Software Engineering discussion

34 views

Making Sense of NoSQL > Ch 1: NoSQL: It's about making intelligent choices

Comments Showing 1-7 of 7 (7 new) post a comment »

date

newest »

message 1: by [deleted user] (new)

Jan 01, 2014 06:50AM

Happy New Year, and welcome to the start of our discussion on the new book. I will post a topic for each chapter, like this one, about once a week, which will keep us on pace to finish this book over the next three months.

Some comments/questions to get us going:

- Here is a list of 150 NoSQL databases: http://nosql-database.org/

- Is Memcached really a NoSQL database, or a performance/scale improvement technology sitting on top of traditional SQL databases?

- I also like to say that NoSQL stands for "Not Only SQL" instead of "No SQL". Some have said that NoSQL should be called NoREL "Not Relational". I think the name is unfortunate, but it is already set in concrete by now.

- Haven't we seen this all before, in the 1990s, when object-oriented databases were supposed to take over the world (and they fizzled)?

- The chapter mentions standards several times, but I don't know of any standards across NoSQL products (except, variations of SQL!).

- I haven't seen much about doing object persistence with NoSQL databases. Has anyone seen Hibernate-like products for persisting Java objects to one of the NoSQL stores? Which NoSQL model seems to provide the best fit for this use case?

reply | flag

message 2: by Dan (new)

Jan 02, 2014 10:53AM

> Is Memcached really a NoSQL database
This is a good point. Some people don't think that a product is a database unless it has a query language. A simple API (PUT, GET, DELETE) would not count. They prefer the term "data store" to differentiate these items.

> Haven't we seen this all before, in the 1990s, when object-oriented databases were supposed to take over the world (and they fizzled)?
Yes, I agree that we have seen database innovations in the past that has not become mainstream. PICK and MUMPS are good examples of these that are still in use today. What I think is different now is the number of companies that are using new databases because Relational/SQL really are not meeting their needs.
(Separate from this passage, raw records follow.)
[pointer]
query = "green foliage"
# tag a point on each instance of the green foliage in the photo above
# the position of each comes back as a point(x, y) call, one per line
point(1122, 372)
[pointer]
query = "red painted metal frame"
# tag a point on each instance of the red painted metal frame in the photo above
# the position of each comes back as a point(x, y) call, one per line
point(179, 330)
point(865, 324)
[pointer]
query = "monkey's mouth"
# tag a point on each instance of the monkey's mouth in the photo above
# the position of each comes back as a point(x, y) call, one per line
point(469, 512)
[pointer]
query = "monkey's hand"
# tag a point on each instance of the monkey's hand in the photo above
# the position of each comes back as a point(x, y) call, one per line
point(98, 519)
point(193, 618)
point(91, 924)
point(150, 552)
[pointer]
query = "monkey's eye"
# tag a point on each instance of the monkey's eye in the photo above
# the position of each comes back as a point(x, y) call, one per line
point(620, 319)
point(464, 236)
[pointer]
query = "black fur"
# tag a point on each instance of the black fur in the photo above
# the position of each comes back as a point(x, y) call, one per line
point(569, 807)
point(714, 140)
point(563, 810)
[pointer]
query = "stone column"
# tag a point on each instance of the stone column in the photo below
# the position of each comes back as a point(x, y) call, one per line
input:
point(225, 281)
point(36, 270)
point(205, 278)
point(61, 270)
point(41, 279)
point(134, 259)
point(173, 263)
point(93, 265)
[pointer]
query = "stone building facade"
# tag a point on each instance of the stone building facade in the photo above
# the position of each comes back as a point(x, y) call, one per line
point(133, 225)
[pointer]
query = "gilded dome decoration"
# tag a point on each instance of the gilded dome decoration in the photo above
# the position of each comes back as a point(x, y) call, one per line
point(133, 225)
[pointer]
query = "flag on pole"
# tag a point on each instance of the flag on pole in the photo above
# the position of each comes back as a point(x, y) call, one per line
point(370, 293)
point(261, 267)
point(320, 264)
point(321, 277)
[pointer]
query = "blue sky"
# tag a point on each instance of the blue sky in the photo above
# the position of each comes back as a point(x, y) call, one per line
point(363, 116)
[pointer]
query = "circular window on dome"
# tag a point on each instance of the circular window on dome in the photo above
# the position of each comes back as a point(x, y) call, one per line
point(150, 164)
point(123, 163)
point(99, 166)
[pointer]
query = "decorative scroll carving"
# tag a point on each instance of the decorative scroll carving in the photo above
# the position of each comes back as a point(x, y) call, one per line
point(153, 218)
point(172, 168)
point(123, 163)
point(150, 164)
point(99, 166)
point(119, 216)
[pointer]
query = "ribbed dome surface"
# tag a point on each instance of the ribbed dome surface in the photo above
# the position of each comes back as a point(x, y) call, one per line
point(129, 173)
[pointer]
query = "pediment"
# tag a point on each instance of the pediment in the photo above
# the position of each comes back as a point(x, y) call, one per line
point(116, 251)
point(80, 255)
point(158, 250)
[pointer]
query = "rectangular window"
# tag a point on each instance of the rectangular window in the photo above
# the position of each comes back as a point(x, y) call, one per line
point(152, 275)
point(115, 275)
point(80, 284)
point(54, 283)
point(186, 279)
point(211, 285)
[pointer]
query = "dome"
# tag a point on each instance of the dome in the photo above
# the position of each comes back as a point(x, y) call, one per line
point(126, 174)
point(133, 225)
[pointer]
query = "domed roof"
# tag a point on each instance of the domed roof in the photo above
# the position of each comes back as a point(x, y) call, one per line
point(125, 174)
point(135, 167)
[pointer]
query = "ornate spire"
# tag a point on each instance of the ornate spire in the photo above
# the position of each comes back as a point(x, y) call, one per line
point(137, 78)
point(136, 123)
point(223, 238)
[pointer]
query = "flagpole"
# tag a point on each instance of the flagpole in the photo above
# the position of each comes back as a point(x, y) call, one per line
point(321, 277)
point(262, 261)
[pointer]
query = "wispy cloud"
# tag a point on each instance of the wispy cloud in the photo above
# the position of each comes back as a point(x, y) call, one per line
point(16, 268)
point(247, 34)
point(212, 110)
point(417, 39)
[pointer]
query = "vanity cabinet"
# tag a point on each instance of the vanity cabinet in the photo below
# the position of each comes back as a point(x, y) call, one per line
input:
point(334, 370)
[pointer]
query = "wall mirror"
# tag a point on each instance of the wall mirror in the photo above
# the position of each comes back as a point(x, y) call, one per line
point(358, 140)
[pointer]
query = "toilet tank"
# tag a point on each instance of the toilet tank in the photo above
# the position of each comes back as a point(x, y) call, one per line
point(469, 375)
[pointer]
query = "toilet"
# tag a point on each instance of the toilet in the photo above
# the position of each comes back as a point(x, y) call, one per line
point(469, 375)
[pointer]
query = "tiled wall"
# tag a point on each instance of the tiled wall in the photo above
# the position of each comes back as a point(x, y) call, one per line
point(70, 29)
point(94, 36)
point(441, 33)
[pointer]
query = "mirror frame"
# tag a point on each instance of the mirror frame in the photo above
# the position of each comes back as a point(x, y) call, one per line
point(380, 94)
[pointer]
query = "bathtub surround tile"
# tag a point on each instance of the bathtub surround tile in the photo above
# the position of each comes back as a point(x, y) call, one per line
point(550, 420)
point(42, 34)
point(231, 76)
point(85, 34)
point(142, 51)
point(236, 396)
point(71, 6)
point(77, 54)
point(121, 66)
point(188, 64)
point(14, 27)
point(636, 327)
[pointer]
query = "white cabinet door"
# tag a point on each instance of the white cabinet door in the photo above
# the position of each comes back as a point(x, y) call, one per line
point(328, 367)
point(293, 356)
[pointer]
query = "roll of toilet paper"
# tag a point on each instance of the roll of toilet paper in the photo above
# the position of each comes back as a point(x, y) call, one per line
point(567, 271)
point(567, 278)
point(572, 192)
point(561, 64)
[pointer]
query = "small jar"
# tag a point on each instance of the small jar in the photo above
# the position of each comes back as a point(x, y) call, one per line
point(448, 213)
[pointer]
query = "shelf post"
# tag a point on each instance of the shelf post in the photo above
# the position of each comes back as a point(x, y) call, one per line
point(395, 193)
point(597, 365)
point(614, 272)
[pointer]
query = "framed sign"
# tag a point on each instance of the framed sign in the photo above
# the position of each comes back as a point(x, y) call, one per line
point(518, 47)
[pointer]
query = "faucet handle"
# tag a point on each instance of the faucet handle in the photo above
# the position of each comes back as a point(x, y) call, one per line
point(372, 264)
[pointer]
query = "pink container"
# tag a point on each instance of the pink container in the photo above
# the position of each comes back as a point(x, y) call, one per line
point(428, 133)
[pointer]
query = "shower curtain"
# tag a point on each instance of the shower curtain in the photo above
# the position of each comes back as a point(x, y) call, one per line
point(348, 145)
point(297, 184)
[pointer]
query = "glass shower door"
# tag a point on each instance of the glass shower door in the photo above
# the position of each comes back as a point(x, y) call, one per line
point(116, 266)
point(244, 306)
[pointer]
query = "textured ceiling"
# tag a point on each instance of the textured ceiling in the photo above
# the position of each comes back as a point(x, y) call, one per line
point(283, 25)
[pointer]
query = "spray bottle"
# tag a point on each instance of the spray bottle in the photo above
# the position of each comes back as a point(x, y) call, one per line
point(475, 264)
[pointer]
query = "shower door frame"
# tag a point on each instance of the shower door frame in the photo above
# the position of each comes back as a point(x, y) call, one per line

> The chapter mentions standards several times, but I don't know of any standards across NoSQL products
This is a key question! I think we are just starting to see standards appear, but it is too early for many of the newer database architectures like graph stores. Although I have been doing XQuery since 2006, and I can port my apps between native-XML databases (eXist, MarkLogic etc.) and some document stores with adapters (JSONiq) , other databases put standards on a low priority. It is interesting to note that Amazon's S3 APIs have started to emerge as a standard in several key-value stores (Riak) and object stores like SWIFT. There is even a "S3QL" effort on bitbucket now. Each year at the NoSQL Now! conference we have a panel discussion on the topic and each year many vendors say "maybe next year". I predict in five years we will have roughly six core standards, one or two for each of the core architectures. (SQL, MDX, S3QL, RDF/SPARQL, Cypher and XQuery). Some databases already support two of these and one supports three of them. Until we have these standards, third party apps that us NoSQL will be few and far between.

- I haven't seen much about doing object persistence with NoSQL databases.
I think the key most people are finding is that if they use document stores they don't need any OR mapping layer. Document stores really become the serialization of business objects. Using document stores are the one area that developers cite is the biggest win in developer productivity. Spoiler alert: We have several case studies about this later on in the book.

reply | flag

message 3: by Dan (new)

Jan 03, 2014 09:40AM

I forgot to mention, if people are not sure if they want to buy the book they can get the first chapter free. The download is at http://manning.com/mccreary

reply | flag

message 4: by James (new)

Jan 04, 2014 02:26PM

Each relational vendor supports at least the SQL 92 Entry Level standard. Vendors also implement many extensions, which are crucial to application development. One such are is Built-In Functions (BIF's). This area is so extension prone there is a book detailing the similarities and differences between implementations: SQL Functions Programmer's Reference (Programmer to Programmer), by Arie Jones. Perhaps a book comparing NoSQL databases, for the purpose of conversion, would be interesting?

I am intrigued by the concept of using NoSQL as a toolkit, not just as a database. What sort of leverage could be achieved for a CODASYL (network)database?

reply | flag

message 5: by [deleted user] (new)

Jan 08, 2014 03:29PM

NoSQL is an umbrella for about a half-dozen different paradigms. Moving within a paradigm (for example, between graph DBs) is easier than moving between paradigms (for example, from a graph DB to a key/value DB).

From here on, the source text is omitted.